Gastroparesis can be a challenging and life-threatening complication of diabetes mellitus. In our patient, gastroparesis contributed to recurrent aspiration pneumonias in a debilitated nursing home resident and was likely secondary to long-standing diabetes as there is an incidence of up to 50 percent in such patients . We used the first-line therapies of metoclopramide and prochlorperazine at varying doses to no lasting avail. Our patient was not an ideal candidate for erythromycin, tricyclics or invasive management. Mirtazapine provided improvement in her post-feeding residuals and reduced her aspiration events. Mirtazapine is a serotonergic 5-hydroxytryptamine 2/3 (5HT2/3) receptor antagonist and noradrenergic antidepressant , which has been used off-label for management of gastroparesis in the cases as described. Its exact mechanism of action for gastroparesis is unclear but thought related to serotonergic and noradrenergic effects. Its effects on relieving gastroparesis are thought to be related to potent 5-HT3 antagonism and has been reported effective in relieving post-operative and recalcitrant severe gastroparesis [10, 11], however, there is very little evidence to support or standardize this off-label use. There have been no randomized control trials for further investigation although mirtazapine is an attractive alternative non-invasive regimen with minimal side effects and favorable efficacy. It also has the additional benefit of being an antidepressant. It is worthwhile to employ this therapy when other primary therapies have failed. Mirtazapine is especially helpful for patients in whom invasive interventions are impractical, including patients who are older, desire non-invasive care or have multiple comorbidities that preclude procedures. The use of mirtazapine has never been reported with regards to reduced tube-feed residuals.
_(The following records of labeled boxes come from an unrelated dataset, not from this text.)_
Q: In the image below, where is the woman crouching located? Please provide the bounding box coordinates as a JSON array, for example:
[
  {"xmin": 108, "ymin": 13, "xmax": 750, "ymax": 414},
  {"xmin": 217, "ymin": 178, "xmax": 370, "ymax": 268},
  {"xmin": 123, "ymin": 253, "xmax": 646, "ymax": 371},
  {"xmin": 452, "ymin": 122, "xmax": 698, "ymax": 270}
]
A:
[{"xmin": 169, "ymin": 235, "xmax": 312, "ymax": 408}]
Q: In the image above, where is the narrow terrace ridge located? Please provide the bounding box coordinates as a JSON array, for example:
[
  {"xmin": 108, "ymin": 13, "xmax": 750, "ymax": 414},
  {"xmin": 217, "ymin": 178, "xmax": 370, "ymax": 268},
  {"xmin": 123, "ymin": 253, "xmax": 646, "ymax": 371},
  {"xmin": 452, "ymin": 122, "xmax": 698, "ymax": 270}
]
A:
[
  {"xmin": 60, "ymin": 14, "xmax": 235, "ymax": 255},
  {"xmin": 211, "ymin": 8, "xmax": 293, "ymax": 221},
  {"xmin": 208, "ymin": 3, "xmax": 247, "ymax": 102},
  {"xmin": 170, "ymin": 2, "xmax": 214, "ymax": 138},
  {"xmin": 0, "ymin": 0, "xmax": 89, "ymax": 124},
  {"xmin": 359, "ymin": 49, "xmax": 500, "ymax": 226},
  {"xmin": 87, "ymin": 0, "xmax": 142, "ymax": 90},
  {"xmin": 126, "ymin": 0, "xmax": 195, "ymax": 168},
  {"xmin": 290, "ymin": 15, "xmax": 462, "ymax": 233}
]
This report presents the case of an older African-American woman with long-standing diabetes who developed gastroparesis after a debilitating cerebrovascular accident. Her symptoms were temporarily managed with conventional anti-emetic and pro-kinetic therapies but later became persistent until the initiation of mirtazapine. In patients with gastroparesis that is recalcitrant to first-line therapies, or where invasive therapies are impractical, off-label use of mirtazapine may provide non-invasive management of persistent gastroparetic symptoms. The mechanism of its effect on gastroparesis has not been clearly elucidated or studied, and there has been only one non-surgical case previously reported in the literature.
Written consent was obtained from the patient’s next of kin and is available for review by the Editor-in-Chief of this journal upon request.
We are thankful for the contributions of Barbara Baier, CNP, for ongoing patient updates and Keith Mansel, MD, for management suggestions. Mayo Clinic Primary Care Internal Medicine Department provided funding for this article.